Jason’s physical stature never daunted him. It was just never an issue. One time, his mother took him to a little person’s convention. He hung out and checked out the scene, but he wasn’t impressed. Everybody seemed to “bitch and complain” about being small.

“I was like, ‘Okay, what are we doing here? Just because everyone is little?’” he recalled. “I was like, ‘Mom, I don’t need to go to these things. I like hanging out with my friends, who like to do everything I do.’”

And there was nothing he liked to do more than skateboard.

“He had a little Huffy bike, but he really enjoyed the skateboard,” his father said. “He’s always been on wheels.”

Jason remembers vividly the day his mother gave him a skateboard. He was eight or nine, and he immediately headed for the Strand.

“It felt like full freedom, you know, no motor, just me skating down the beach,” he said. “Man, it was fun.”

Peterson was  nine years old when he first met Wee Man, who was only five at the time. They lived across from one another on the 5th Street walk street in Hermosa. Peterson remembers asking his father why Jason was smaller than the other kids. His father replied that some people are just born little. It was last time it was an issue in the course of friendship that has now lasted three decades.

“Small guy, big mouth,” Peterson said. “Just awesome. From then on, he was just a normal guy. Well, he is like a normal person, but he’s not really your normal guy – he’s an incredible amount of fun and he has the most energy of anybody I’ve ever seen. He is always on the go, always doing something, never sitting around…24/7 fun.”

“I was born with this disposition,” said Wee Man, spreading his arms wide. “I don’t think I could have any other disposition going on. I don’t worry about anything – size, color, anything. We all live, you know what I mean? It’s just living.”

He eventually attended Torrance North High School, where he met Chuck Rich, aka Heavy Metal Chuck. They skated every spare moment of every day.

“Back then if we could we’d skate all day,” Heavy Metal Chuck said. “Like on weekends, it was like we would skate 12 hours, all day long…come home, go to bed, wake back up and go skating. He lived in North Torrance, over by El Camino, and we’d meet up by 9 or 10 a.m. over by the Galleria, skate to Hermosa, Redondo, all day long, some days all the way to Venice…’til 10 o’clock at night.”

They hung out at ET Surf in Hermosa so much that finally they were offered jobs.

“To work at our favorite skate shop? Sure. That’s not hard to do,” Heavy Metal Chuck recalled.

ET Surf founder Eddie Talbot saw something special in Wee Man.  He remembers Wee Man running up and down the shop’s counters and just having a blast every time he came to work.

“He was always the most colorful, nicest, most easygoing guy, and he was the sweetest guy with the kids – just a gem with the kids,” Talbot said. “Him and Chuck, his sidekick, they were quite a team.
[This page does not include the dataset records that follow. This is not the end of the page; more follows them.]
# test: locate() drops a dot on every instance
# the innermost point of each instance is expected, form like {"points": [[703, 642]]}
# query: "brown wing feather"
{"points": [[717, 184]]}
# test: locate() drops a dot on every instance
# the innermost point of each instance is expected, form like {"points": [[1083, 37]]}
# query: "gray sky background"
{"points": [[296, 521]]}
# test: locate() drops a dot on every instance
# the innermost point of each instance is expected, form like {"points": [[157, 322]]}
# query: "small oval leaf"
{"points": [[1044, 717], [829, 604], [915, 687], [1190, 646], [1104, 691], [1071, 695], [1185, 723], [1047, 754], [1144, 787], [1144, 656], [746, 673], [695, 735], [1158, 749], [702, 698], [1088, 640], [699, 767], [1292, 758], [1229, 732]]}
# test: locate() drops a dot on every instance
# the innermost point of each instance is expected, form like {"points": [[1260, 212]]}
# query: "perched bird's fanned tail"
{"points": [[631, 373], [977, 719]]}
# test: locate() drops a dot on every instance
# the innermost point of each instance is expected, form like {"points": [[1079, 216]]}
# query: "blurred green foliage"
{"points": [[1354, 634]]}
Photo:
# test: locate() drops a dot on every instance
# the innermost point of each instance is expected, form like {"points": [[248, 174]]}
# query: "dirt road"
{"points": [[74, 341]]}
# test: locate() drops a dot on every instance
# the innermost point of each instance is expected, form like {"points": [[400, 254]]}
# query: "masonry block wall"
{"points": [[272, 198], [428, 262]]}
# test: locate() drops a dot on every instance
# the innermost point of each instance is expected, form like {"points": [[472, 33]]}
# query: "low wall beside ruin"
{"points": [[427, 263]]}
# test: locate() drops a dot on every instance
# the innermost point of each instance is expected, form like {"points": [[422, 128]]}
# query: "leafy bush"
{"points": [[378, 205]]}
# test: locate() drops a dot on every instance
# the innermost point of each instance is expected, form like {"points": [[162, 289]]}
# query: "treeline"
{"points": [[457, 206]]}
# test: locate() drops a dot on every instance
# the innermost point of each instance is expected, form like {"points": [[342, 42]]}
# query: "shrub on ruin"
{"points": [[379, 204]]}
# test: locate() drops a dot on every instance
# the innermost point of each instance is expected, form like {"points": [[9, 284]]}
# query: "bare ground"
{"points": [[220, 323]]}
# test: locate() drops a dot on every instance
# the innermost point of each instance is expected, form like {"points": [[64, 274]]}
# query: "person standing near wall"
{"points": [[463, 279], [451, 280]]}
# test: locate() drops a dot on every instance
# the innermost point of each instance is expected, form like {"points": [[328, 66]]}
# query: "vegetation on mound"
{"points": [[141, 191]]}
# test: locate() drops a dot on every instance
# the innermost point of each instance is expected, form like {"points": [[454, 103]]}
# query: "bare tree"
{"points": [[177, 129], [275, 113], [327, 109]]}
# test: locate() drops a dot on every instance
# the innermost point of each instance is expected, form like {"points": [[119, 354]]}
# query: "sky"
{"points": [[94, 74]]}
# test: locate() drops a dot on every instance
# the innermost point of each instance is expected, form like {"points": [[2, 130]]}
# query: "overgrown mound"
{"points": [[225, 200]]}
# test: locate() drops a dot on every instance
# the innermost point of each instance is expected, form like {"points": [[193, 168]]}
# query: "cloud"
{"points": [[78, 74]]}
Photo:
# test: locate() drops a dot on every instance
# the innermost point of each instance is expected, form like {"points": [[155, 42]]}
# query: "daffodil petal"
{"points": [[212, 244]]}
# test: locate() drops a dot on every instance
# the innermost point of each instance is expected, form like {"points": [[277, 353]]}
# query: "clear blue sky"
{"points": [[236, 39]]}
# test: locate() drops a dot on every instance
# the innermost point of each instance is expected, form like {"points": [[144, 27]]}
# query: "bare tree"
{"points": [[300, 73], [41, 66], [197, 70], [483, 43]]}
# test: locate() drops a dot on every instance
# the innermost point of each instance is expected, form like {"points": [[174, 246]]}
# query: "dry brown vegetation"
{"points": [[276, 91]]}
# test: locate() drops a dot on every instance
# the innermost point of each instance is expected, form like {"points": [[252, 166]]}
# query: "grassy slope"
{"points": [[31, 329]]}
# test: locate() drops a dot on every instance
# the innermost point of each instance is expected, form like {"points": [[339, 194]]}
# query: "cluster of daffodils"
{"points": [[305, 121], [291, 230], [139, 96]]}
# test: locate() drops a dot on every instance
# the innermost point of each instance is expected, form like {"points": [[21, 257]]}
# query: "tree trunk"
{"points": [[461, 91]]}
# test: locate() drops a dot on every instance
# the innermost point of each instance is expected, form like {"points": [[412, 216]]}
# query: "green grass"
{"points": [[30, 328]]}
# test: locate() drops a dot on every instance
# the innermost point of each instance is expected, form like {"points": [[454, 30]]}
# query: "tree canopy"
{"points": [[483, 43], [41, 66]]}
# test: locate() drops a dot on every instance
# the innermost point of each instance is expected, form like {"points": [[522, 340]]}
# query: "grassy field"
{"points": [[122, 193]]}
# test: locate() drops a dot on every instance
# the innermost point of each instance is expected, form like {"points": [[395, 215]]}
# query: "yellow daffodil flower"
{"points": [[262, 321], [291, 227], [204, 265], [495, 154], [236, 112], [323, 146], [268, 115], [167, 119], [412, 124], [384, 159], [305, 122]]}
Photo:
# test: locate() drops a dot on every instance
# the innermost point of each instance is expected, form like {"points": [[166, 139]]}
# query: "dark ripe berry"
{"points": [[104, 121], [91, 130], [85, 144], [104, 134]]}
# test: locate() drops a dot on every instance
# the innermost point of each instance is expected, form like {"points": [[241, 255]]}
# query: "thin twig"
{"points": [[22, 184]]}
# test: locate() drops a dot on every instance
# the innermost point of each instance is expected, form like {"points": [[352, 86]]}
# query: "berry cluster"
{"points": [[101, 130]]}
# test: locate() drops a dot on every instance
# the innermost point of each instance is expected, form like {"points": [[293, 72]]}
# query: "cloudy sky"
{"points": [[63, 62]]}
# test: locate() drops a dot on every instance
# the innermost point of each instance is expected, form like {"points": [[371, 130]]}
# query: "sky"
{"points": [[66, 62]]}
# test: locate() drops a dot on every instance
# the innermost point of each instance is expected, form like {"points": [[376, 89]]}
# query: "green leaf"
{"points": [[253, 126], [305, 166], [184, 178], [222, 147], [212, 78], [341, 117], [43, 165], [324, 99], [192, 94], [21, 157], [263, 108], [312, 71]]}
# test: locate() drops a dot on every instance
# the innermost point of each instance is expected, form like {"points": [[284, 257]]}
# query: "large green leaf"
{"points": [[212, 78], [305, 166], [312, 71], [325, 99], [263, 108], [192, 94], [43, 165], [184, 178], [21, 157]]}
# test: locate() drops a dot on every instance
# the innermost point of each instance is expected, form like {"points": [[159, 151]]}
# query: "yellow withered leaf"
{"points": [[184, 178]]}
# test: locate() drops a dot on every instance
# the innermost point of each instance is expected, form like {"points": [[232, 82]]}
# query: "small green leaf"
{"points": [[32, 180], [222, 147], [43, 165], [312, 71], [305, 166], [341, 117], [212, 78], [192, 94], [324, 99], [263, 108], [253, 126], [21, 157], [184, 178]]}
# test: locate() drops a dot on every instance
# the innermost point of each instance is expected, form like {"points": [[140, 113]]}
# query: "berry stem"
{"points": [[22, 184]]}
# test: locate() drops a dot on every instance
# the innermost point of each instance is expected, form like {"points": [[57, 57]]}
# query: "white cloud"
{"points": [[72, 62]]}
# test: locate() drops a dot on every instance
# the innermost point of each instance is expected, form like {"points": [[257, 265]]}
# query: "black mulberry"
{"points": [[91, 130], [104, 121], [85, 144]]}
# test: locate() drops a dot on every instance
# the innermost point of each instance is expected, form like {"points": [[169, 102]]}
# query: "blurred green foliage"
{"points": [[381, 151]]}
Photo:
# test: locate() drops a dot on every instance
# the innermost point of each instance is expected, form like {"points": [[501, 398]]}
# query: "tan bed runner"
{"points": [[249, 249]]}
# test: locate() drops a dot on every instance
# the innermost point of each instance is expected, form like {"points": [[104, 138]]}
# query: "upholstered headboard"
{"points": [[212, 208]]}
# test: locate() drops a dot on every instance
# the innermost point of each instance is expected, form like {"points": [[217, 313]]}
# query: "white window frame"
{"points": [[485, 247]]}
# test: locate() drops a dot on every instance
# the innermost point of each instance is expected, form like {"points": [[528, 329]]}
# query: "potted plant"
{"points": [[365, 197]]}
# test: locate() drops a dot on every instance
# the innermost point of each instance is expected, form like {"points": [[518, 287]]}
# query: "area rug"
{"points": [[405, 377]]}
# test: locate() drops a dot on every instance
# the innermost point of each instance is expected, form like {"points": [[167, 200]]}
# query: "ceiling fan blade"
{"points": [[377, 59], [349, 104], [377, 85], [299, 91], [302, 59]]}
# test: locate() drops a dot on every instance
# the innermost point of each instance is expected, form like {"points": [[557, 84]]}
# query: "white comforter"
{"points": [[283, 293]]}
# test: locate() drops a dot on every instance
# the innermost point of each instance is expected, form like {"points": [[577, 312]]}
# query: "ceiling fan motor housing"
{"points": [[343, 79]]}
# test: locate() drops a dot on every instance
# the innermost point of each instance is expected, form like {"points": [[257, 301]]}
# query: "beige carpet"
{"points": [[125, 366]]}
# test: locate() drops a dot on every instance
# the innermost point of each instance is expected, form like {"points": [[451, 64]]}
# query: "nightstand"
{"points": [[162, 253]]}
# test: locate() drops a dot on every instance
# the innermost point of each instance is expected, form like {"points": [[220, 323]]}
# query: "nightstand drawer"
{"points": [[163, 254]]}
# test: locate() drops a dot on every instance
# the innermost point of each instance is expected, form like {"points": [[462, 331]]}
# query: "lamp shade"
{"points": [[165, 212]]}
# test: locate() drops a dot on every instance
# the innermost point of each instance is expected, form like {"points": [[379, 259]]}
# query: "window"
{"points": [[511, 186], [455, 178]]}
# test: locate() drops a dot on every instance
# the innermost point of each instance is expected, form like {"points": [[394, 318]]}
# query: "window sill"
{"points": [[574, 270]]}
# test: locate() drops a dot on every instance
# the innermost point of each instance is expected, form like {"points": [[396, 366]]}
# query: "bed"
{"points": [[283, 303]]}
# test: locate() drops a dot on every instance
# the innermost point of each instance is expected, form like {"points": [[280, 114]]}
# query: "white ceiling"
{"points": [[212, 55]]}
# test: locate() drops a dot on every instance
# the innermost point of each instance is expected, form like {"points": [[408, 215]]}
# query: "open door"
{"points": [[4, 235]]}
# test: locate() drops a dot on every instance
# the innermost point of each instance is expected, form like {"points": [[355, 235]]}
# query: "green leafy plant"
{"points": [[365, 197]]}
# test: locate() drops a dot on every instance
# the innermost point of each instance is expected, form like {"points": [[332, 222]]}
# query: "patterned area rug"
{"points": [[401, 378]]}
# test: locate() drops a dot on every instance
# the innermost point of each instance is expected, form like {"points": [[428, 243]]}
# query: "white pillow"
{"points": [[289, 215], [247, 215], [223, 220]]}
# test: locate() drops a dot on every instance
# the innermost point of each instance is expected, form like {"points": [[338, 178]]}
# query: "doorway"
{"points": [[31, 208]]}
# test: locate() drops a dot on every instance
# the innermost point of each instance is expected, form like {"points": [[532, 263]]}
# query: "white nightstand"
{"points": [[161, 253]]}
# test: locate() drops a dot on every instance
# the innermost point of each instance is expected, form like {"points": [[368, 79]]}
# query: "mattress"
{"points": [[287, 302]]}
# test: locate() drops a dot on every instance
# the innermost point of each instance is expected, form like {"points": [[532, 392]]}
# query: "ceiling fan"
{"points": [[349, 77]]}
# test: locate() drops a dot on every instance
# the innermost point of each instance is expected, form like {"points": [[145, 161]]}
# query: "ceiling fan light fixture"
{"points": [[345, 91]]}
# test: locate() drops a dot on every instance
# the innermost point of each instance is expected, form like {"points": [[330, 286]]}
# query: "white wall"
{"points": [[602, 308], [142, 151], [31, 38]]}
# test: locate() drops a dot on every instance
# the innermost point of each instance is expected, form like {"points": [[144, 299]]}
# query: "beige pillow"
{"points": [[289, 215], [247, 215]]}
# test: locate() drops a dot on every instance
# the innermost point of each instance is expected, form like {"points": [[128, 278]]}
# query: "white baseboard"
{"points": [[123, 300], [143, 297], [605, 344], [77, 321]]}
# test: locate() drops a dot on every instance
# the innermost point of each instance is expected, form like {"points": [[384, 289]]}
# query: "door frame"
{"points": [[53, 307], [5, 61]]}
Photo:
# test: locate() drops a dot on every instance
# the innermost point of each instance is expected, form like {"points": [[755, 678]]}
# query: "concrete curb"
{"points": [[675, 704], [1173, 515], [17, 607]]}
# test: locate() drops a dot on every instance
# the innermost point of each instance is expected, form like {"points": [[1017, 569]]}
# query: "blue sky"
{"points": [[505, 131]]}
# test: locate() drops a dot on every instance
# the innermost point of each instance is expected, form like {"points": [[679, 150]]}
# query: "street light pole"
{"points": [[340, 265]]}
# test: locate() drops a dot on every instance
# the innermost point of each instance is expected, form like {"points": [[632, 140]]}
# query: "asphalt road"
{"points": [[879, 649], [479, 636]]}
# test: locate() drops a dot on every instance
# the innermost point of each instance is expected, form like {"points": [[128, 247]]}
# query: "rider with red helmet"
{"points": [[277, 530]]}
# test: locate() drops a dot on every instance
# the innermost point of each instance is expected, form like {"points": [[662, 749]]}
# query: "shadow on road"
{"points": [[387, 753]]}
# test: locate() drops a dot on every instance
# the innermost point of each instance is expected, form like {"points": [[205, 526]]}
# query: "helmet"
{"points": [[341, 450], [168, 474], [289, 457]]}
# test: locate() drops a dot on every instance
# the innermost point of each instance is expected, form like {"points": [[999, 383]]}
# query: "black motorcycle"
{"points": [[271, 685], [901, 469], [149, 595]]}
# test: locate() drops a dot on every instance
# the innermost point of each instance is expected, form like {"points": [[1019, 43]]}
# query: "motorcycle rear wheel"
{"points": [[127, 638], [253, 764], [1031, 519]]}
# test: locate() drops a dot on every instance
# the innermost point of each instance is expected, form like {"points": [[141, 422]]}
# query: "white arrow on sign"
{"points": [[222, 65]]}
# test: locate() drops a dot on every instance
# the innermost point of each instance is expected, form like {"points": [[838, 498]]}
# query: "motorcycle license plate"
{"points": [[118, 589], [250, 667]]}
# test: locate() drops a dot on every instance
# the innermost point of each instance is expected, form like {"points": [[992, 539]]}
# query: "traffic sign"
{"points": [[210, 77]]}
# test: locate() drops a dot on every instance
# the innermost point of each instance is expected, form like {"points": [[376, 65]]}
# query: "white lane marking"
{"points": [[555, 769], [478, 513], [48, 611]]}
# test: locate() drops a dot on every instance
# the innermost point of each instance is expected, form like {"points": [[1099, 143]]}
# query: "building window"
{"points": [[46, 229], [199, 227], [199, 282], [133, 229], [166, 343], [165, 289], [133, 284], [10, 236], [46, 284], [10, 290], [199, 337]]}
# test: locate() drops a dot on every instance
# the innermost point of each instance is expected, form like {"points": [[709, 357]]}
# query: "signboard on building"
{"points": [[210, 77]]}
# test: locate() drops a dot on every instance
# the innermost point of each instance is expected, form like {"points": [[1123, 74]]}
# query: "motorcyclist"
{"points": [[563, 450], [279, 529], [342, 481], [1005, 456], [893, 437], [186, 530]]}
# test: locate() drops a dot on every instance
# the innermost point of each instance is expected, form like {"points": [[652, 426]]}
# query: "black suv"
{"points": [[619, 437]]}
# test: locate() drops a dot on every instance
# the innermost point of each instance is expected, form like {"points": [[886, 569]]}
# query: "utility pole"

Jason was a great example for the kids, because he was always up, always happy.”

Wee Man worked at the shop – as well as at Von’s Grocery on Pier Ave. – for a few years. It was in the early 1990s, the heyday for the local skate scene. World Industries, headed by skate legend Steve Rocco and headquartered in El Segundo, became the biggest manufacturer of skateboards in the world.  It was at the company warehouse in Torrance, in fact, where Acuña received his name. Every time he would come to the warehouse with his ET Surf crew to pick up product, Rocco’s brother, Sal, heralded his arrival with: “Wee Man is here! Wee Man is here!”

The name stuck.

“It worked from day one,” Wee Man said.

Skating had pretty much become his life. He had come to realize that he had a special skill for it, as well.

“But I thought with my ‘disposition’ I wouldn’t take it as far as an average kid could take it,” he said. “But I think it did, in the long run, help me, because I was doing what the big guys were doing with this, so then it went even further and people recognized me more. It’s like, when you see Brad Pitt walking down the street, you kind of question if you see him. You see me walking down the street, you could see – that’s me, man! So it’s a benefit. It’s a blessing.”